I'm right again dot com

An unincorporated division of the Anonymous Anything Society     November 20, 2013



REMEMBERING SAIGON

    The travail suffered by Mohammed Janis Shinwari, and scores of other foreign employees in Afghanistan and Iraq should discourage many other foreign nationals who might wish to be employed in the future by America's Global Peace Force. The manner in which we recently treated Shinwari, an Afghani interpreter for our military, evokes images of our embassy in Saigon, South Vietnam, on April 30th, 1975. 

    On that day and for decades since, we've suffered through countless viewings on TV of a handful of  U.S. Marines beating back a mob of panicked South Vietnamese governmental and military leaders, business owners, contractors, and Anti-Communists who were besieging the gates of the U.S. embassy - even as the last of the U.S. State Department employees were being lifted off the rooftop by overloaded helicopters.

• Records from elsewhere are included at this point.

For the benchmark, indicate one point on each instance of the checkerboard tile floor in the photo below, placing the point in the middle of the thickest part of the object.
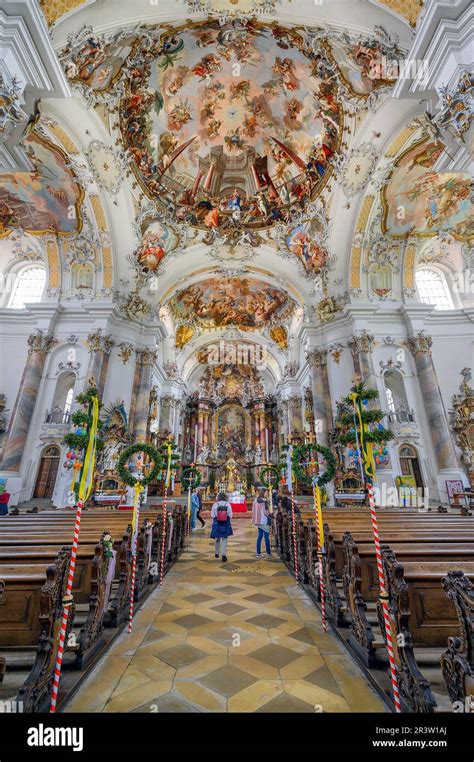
(235, 637)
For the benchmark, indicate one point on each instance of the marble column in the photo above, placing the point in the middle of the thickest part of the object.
(420, 346)
(295, 413)
(262, 430)
(285, 421)
(100, 347)
(317, 361)
(39, 346)
(205, 428)
(165, 413)
(361, 348)
(145, 361)
(200, 428)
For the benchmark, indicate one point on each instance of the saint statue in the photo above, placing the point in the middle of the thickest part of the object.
(232, 474)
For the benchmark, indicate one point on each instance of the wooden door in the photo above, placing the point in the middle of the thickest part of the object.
(47, 473)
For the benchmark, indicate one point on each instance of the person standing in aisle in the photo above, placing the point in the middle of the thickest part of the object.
(261, 518)
(221, 515)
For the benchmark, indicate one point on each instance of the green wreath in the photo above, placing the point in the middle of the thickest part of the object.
(147, 449)
(301, 453)
(269, 470)
(190, 477)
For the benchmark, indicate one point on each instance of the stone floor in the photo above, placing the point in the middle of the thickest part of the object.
(235, 637)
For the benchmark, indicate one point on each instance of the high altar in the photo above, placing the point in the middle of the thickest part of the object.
(231, 427)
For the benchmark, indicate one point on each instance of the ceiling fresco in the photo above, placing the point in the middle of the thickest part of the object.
(230, 124)
(231, 380)
(44, 200)
(245, 303)
(419, 200)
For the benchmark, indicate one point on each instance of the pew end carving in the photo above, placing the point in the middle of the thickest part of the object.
(457, 662)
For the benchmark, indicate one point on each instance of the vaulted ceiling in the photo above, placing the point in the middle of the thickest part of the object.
(234, 175)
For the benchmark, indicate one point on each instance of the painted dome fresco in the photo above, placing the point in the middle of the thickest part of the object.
(229, 124)
(228, 118)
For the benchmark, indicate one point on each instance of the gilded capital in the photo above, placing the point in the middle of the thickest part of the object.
(316, 358)
(420, 343)
(363, 342)
(99, 342)
(41, 342)
(146, 356)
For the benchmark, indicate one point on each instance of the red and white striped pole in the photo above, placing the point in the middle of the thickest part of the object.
(295, 544)
(319, 550)
(132, 590)
(163, 535)
(384, 599)
(133, 572)
(67, 601)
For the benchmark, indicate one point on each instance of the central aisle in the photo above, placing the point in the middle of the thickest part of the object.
(237, 637)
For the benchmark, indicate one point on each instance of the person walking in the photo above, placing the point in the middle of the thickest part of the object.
(275, 498)
(221, 515)
(194, 508)
(198, 513)
(261, 518)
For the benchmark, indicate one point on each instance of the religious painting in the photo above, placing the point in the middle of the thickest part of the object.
(231, 431)
(279, 335)
(247, 127)
(95, 62)
(184, 334)
(46, 199)
(158, 240)
(231, 381)
(244, 302)
(364, 65)
(303, 243)
(417, 199)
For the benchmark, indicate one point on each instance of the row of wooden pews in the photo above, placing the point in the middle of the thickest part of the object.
(34, 560)
(428, 562)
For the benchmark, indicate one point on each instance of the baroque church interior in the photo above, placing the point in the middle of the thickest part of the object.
(236, 255)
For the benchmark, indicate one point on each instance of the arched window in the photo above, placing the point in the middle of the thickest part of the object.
(390, 400)
(68, 402)
(433, 289)
(28, 288)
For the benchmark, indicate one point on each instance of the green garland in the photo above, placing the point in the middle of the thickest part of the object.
(190, 477)
(269, 470)
(147, 449)
(304, 452)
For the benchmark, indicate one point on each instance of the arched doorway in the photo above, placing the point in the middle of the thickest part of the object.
(47, 473)
(409, 464)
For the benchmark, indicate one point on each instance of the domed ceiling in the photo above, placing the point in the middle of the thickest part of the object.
(246, 303)
(240, 111)
(230, 123)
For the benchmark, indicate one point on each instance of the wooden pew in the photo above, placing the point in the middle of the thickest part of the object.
(94, 585)
(432, 548)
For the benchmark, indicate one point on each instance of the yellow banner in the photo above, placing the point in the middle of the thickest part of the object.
(319, 514)
(87, 478)
(136, 502)
(168, 470)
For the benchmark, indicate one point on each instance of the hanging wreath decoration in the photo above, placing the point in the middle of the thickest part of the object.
(190, 477)
(266, 474)
(127, 453)
(304, 454)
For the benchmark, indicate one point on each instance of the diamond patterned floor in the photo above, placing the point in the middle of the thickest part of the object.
(236, 637)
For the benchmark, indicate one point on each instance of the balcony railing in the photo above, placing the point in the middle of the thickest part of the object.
(58, 416)
(401, 415)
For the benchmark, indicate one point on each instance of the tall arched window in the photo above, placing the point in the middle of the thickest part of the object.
(68, 402)
(28, 288)
(433, 289)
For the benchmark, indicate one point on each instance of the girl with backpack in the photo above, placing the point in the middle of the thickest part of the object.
(261, 518)
(221, 514)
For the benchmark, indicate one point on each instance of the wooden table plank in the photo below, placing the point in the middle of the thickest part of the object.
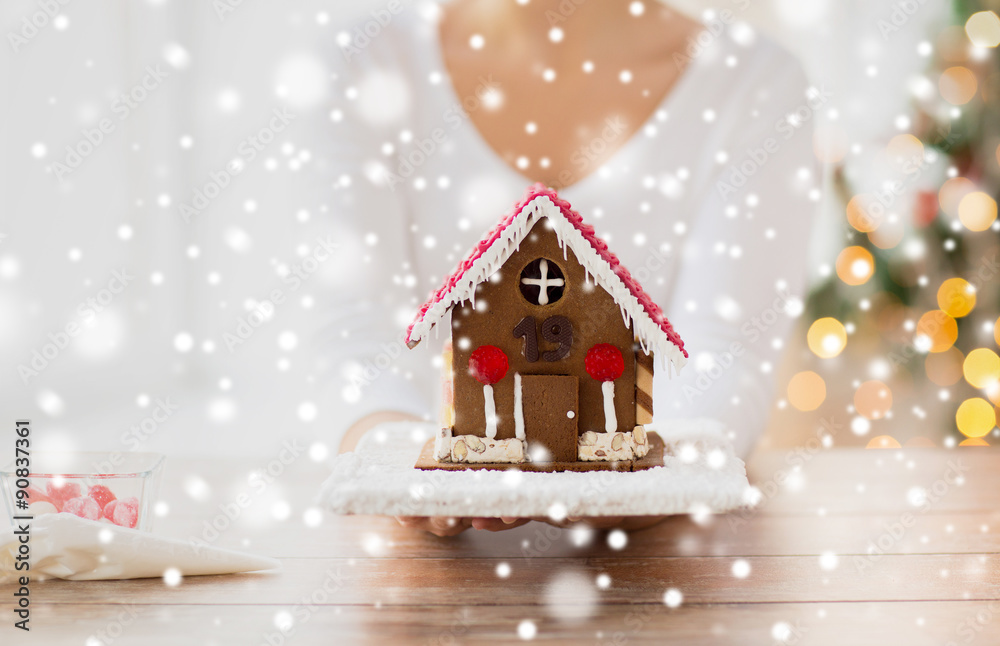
(937, 582)
(458, 582)
(807, 624)
(727, 535)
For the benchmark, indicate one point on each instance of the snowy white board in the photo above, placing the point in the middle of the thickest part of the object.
(701, 474)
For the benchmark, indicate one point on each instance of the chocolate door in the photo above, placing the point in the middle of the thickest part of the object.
(551, 408)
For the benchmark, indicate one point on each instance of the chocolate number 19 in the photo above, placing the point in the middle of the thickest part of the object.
(556, 329)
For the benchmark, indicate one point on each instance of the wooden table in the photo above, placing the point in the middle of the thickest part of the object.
(933, 516)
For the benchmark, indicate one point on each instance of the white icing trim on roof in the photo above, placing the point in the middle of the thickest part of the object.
(647, 331)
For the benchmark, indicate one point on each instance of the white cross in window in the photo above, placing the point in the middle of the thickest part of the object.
(543, 283)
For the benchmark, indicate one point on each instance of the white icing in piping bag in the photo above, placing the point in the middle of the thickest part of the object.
(491, 412)
(610, 419)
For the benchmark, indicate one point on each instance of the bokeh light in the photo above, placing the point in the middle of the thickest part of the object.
(975, 417)
(981, 368)
(983, 29)
(957, 297)
(889, 234)
(951, 193)
(827, 337)
(936, 331)
(945, 368)
(855, 265)
(864, 212)
(883, 442)
(958, 85)
(977, 211)
(806, 390)
(873, 399)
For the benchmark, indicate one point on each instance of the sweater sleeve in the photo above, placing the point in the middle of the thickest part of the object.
(742, 276)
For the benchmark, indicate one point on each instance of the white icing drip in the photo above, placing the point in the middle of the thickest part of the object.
(518, 408)
(610, 418)
(491, 412)
(653, 338)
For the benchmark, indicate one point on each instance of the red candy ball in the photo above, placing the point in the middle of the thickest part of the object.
(488, 364)
(126, 513)
(60, 493)
(101, 494)
(83, 507)
(604, 362)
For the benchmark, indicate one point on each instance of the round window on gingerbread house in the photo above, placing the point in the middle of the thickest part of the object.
(542, 282)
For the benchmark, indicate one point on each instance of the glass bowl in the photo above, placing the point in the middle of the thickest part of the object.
(118, 488)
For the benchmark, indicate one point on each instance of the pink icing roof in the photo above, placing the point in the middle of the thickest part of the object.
(587, 231)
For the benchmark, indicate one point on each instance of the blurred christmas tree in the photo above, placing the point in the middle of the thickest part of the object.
(917, 280)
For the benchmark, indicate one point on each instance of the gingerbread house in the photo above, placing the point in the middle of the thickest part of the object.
(550, 361)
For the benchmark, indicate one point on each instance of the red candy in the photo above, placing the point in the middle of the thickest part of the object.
(604, 362)
(84, 507)
(125, 512)
(488, 364)
(101, 494)
(35, 495)
(59, 494)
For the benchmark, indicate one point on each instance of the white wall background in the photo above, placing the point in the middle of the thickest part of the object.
(162, 336)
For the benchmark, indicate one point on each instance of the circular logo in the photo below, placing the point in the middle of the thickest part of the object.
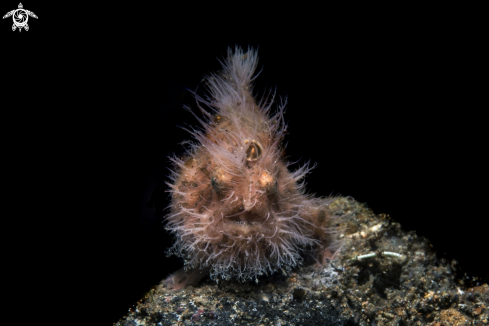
(20, 17)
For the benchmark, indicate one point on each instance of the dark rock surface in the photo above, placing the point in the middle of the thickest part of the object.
(401, 282)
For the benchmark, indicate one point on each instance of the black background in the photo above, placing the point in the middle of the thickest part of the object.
(389, 107)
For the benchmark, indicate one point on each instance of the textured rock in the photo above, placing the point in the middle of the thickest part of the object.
(412, 288)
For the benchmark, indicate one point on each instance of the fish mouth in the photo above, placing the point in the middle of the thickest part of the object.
(245, 218)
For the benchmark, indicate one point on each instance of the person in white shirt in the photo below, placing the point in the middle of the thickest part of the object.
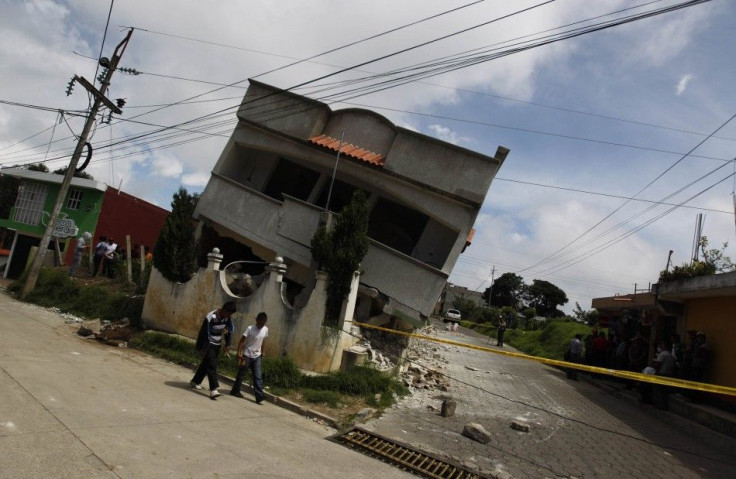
(108, 265)
(250, 353)
(82, 243)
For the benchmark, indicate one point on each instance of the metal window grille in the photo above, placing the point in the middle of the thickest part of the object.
(74, 200)
(29, 203)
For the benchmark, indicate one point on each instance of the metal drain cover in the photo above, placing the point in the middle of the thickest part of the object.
(403, 456)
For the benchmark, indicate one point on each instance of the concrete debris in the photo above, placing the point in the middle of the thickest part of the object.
(363, 415)
(113, 333)
(88, 328)
(520, 424)
(476, 432)
(448, 408)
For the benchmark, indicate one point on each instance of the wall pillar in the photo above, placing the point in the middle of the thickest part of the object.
(214, 258)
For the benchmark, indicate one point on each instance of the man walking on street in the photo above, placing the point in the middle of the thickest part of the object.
(500, 330)
(216, 324)
(250, 353)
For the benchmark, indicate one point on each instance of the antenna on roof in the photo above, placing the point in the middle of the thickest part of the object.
(334, 171)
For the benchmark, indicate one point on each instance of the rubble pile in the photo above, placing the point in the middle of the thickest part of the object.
(418, 377)
(114, 334)
(424, 359)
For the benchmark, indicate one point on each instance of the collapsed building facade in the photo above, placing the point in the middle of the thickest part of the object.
(280, 173)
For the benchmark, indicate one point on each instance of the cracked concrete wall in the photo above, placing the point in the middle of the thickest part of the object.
(297, 333)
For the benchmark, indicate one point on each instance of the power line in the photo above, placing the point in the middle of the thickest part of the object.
(609, 195)
(556, 253)
(416, 46)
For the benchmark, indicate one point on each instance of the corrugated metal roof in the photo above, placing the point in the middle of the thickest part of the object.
(349, 150)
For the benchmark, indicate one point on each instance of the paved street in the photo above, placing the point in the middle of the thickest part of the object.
(577, 429)
(70, 408)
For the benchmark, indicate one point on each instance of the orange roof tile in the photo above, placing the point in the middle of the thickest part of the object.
(349, 150)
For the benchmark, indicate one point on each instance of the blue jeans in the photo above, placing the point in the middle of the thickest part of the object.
(254, 364)
(75, 261)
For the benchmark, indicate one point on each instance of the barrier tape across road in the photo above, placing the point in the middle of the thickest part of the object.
(649, 378)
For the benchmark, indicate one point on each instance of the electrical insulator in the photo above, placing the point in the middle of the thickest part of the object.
(70, 87)
(129, 71)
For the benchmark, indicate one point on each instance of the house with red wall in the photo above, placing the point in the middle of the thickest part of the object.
(124, 214)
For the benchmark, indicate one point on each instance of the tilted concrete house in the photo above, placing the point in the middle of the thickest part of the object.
(271, 184)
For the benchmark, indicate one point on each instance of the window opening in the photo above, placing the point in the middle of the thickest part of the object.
(291, 179)
(74, 200)
(29, 203)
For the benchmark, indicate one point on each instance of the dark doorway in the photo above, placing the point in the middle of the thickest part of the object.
(20, 255)
(291, 179)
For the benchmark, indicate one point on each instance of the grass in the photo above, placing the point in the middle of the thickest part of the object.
(549, 342)
(111, 302)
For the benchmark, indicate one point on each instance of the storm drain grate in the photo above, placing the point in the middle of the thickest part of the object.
(406, 458)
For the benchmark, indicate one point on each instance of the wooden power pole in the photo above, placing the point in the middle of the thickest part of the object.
(100, 98)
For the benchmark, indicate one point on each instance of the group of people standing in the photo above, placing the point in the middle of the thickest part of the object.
(106, 256)
(672, 358)
(217, 327)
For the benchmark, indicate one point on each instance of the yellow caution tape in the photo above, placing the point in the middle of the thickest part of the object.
(649, 378)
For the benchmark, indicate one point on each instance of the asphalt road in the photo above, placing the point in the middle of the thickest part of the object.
(72, 408)
(576, 429)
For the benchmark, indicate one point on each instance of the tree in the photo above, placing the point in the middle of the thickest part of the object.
(714, 261)
(545, 297)
(175, 252)
(716, 257)
(588, 317)
(340, 250)
(507, 290)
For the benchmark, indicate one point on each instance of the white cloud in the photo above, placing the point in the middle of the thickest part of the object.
(446, 134)
(198, 179)
(167, 167)
(619, 73)
(683, 83)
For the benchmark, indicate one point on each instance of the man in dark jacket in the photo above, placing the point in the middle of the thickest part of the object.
(216, 324)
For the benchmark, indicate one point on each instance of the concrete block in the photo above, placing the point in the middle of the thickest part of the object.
(448, 408)
(520, 425)
(476, 432)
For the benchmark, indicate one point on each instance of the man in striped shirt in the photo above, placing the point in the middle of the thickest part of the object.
(216, 324)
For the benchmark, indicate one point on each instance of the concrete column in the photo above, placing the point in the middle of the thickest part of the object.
(214, 258)
(276, 270)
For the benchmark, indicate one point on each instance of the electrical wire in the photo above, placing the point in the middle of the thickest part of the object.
(668, 169)
(539, 408)
(647, 13)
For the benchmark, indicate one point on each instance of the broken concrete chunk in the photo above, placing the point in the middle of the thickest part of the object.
(476, 432)
(520, 425)
(448, 408)
(364, 414)
(88, 328)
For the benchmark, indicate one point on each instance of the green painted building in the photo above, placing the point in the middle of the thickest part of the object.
(27, 219)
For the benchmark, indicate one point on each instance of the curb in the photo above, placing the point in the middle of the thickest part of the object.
(699, 423)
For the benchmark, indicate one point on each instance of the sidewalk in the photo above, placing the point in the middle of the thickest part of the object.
(70, 407)
(707, 416)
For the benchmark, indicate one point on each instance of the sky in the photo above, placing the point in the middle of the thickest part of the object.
(619, 138)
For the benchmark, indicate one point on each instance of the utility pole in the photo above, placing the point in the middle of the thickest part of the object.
(100, 98)
(490, 290)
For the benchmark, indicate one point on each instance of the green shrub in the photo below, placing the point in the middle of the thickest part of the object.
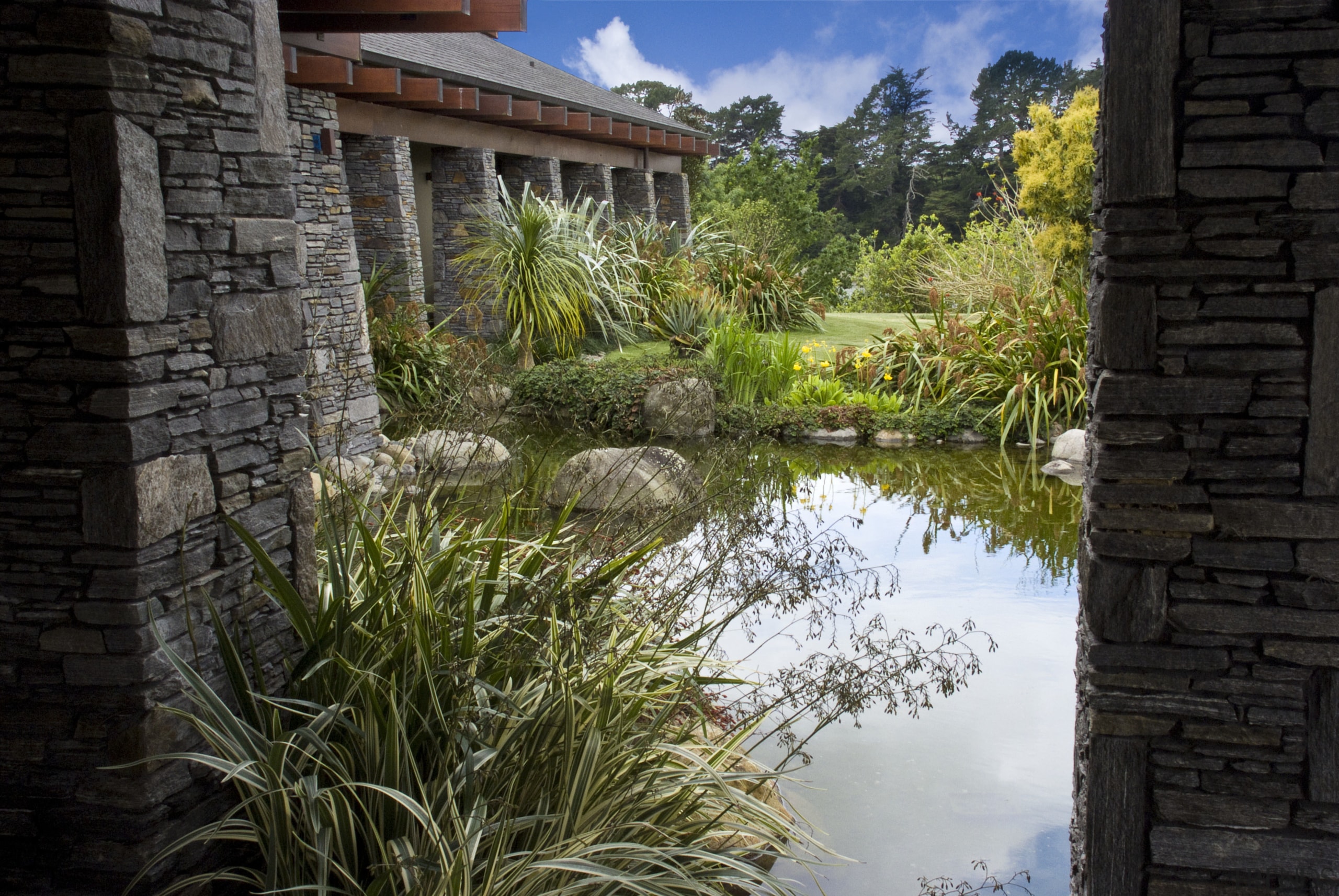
(603, 398)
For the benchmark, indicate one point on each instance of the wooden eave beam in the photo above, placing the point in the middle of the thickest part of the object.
(372, 82)
(372, 7)
(453, 99)
(484, 17)
(322, 71)
(350, 46)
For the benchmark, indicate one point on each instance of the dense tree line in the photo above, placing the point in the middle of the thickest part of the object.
(814, 195)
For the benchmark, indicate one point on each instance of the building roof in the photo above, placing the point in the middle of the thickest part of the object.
(479, 61)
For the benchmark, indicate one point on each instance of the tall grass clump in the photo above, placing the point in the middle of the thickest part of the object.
(753, 367)
(473, 711)
(1024, 354)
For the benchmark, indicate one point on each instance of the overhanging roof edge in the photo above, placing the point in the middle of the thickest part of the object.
(469, 81)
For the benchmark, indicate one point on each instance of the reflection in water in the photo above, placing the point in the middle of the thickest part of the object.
(971, 535)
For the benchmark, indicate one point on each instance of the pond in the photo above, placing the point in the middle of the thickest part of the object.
(986, 773)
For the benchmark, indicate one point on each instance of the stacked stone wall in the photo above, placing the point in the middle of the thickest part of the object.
(342, 391)
(153, 379)
(465, 187)
(588, 181)
(386, 228)
(634, 195)
(544, 175)
(1208, 730)
(673, 200)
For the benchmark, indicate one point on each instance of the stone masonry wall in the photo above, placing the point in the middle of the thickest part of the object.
(634, 193)
(544, 176)
(342, 393)
(152, 377)
(1208, 729)
(594, 181)
(464, 188)
(386, 230)
(673, 200)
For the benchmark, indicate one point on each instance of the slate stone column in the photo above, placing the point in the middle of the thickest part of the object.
(673, 200)
(386, 231)
(465, 187)
(151, 330)
(634, 193)
(544, 176)
(343, 397)
(1208, 728)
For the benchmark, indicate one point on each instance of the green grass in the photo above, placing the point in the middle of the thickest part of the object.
(840, 330)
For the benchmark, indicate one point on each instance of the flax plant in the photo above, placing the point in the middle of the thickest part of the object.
(480, 713)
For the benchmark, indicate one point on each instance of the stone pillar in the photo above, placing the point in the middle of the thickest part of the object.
(673, 200)
(464, 188)
(343, 395)
(1208, 745)
(151, 330)
(544, 176)
(634, 193)
(594, 181)
(386, 230)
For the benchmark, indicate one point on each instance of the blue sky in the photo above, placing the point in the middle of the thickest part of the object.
(819, 58)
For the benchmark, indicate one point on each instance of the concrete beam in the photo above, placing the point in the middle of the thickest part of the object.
(444, 130)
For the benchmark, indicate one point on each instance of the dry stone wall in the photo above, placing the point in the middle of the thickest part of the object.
(153, 379)
(342, 391)
(673, 200)
(634, 193)
(465, 187)
(1209, 627)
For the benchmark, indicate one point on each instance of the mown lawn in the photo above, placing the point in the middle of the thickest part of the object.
(840, 330)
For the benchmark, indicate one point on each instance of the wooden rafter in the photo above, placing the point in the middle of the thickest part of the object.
(372, 6)
(452, 99)
(322, 71)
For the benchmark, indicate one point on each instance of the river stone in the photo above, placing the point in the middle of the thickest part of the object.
(626, 480)
(969, 437)
(832, 437)
(464, 457)
(1070, 446)
(680, 409)
(1063, 471)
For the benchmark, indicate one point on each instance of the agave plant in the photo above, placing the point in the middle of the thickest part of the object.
(473, 711)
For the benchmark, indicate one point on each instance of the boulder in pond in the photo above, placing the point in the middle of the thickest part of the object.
(1070, 446)
(832, 437)
(680, 409)
(626, 480)
(465, 457)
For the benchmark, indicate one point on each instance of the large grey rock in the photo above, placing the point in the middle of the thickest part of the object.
(626, 480)
(122, 224)
(832, 437)
(682, 409)
(135, 507)
(462, 457)
(1070, 446)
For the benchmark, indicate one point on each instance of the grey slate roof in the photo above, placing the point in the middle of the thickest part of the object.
(479, 61)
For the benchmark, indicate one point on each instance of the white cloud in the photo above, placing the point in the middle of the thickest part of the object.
(814, 92)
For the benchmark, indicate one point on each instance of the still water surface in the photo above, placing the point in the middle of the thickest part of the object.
(986, 773)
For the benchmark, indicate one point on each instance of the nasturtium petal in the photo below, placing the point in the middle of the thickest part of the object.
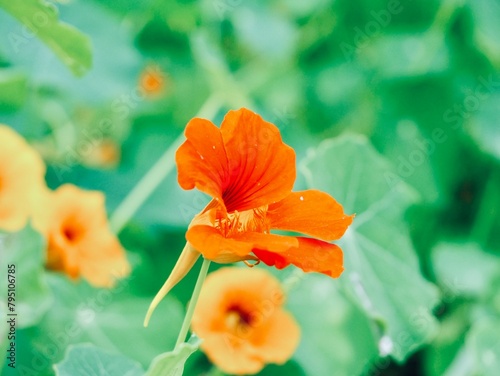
(311, 255)
(201, 160)
(25, 250)
(213, 245)
(382, 273)
(86, 359)
(70, 45)
(310, 212)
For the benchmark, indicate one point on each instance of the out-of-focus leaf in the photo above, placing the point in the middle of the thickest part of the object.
(89, 360)
(336, 335)
(13, 89)
(412, 151)
(381, 269)
(268, 33)
(484, 124)
(41, 18)
(110, 319)
(446, 349)
(172, 362)
(463, 269)
(26, 251)
(405, 56)
(484, 344)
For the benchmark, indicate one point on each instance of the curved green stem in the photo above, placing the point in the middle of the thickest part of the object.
(192, 304)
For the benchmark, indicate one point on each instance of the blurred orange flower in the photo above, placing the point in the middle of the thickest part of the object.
(79, 240)
(152, 81)
(240, 318)
(22, 183)
(250, 172)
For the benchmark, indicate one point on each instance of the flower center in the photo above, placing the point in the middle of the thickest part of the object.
(253, 220)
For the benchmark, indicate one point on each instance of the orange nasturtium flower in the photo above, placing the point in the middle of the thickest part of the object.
(22, 183)
(249, 173)
(240, 318)
(80, 242)
(152, 81)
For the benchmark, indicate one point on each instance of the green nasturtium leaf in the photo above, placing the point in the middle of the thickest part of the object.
(25, 250)
(4, 330)
(41, 18)
(172, 362)
(13, 89)
(89, 360)
(336, 335)
(483, 126)
(484, 343)
(487, 28)
(109, 318)
(382, 272)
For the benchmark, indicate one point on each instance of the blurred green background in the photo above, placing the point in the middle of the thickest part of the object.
(391, 106)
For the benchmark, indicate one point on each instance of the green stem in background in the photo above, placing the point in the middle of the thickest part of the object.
(154, 177)
(214, 371)
(192, 304)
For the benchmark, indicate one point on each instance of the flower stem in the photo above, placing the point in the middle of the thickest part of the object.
(192, 304)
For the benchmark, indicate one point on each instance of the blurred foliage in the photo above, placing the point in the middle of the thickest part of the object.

    Circumstances were such, that despite the loss of over 58,000 American service members and untold billions of dollars, the inability to prepare for the climactic collapse in Southeast Asia doomed thousands of Vietnamese who had worked closely with U.S. Agencies. The Viet Cong had targeted Army of Viet Nam officers, intellectuals and religious leaders, long before tanks breached the walls surrounding the South Vietnamese government in Saigon, now Ho Chi Minh City. From one list alone that was left behind by the CIA, 30,000 living south of the 17th parallel were systematically killed by the Communist Cadre.

    38 years later, we read that only through the intervention of an American friend, was a promise kept to Mr. and Mrs. Shinwari and their two children. As an Afghan civilian interpreter, he had volunteered to accompany US. troops during numerous firefights in the past 11 years.  From the first, he and the lives of his family were under a constant death threat.

    This is the extreme jeopardy such volunteers find themselves. In return, they receive less than substantial pay, but an even greater incentive, the promise of life in America.

    After Mohammed and his young family waited two years to be awarded a U.S. Visa that was to permit them to immigrate to America, our embassy in Kabul revoked the Visa, citing the action on what eventually turned out to be an malicious tip, that even to this day has not been specified. Once one is on the "Blacklist," it is almost impossible to get off. 

    Fortunately, Shinwari has a good friend in the United States, with whom he had worked closely in Afghanistan. Former CIA Analyst Matt Zeller enlisted two U.S. Congressmen who interceded and broke the logjam in the State Department. Only then, were Mohammed, his wife and toddlers permitted to come to America.

    Apparently, this sort of red tape is common in the resettlement program, with long delays, arbitrary rejections and  bureaucratic bungling. To many of those stuck in a real purgatory on earth, it must appear that we are once again, by design, failing to fulfill our sacred promises to those who've risked so much on our behalf.

    After reading about the effort that was needed to be expended in the Shinwari case, we wonder how many others like them remain in limbo, with not enough being done to rescue them.

- Phil Richardson, Observer and Storyteller

  I've considered promoting a new Game Show: "Spin the Globe," whereby contestants randomly choose nations for the USA to bomb, invade and rebuild.